Larger: -23.37 (24.85) MSE


***Running this model does show a further improvement in performance from 28 down to 23 thousand squared dollars***

## Evaluate a Wider Network Topology:
* Another approach to increasing the representational capability of the model is to create a wider network
* We evaluate the effect of keeping a shallow network architecture and nearly doubling the number of neurons in the one hidden layer.
* We are increaseing the number of neurons in the hidden layer compared to the baseline model from 13 to 20.

In [12]:
# define wider model

def wider_model():
	# create model
	model = Sequential()
	model.add(Dense(20, input_dim=13, kernel_initializer='normal', activation='relu'))
	model.add(Dense(1, kernel_initializer='normal'))
	# Compile model
	model.compile(loss='mean_squared_error', optimizer='adam')
	return model

In [13]:
# evaluate the wider network topology:

estimators = []
estimators.append(('standardize', StandardScaler()))
estimators.append(('mlp', KerasRegressor(build_fn=wider_model, epochs=100, batch_size=5, verbose=0)))
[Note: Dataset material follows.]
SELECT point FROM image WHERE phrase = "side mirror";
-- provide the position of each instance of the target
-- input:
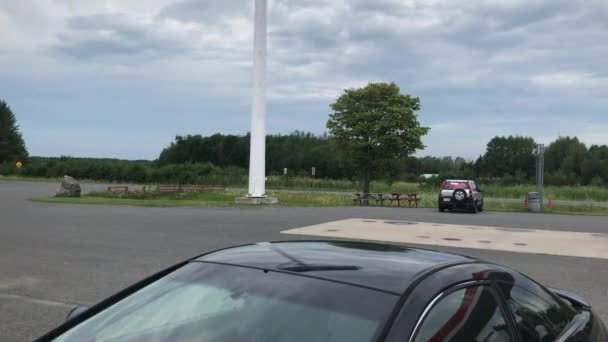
(75, 312)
pipeline = Pipeline(estimators)

kfold = KFold(n_splits=10)
results = cross_val_score(pipeline, X, Y, cv=kfold)
print("Wider: %.2f (%.2f) MSE" % (results.mean(), results.std()))

  """


Wider: -20.93 (24.95) MSE


***Building the model does see a further drop in error to about 20 thousand squared dollars***
* It would have been hard to guess that a wider network would outperform a deeper network on this problem. 
* The results demonstrate the importance of empirical testing when it comes to developing neural network models.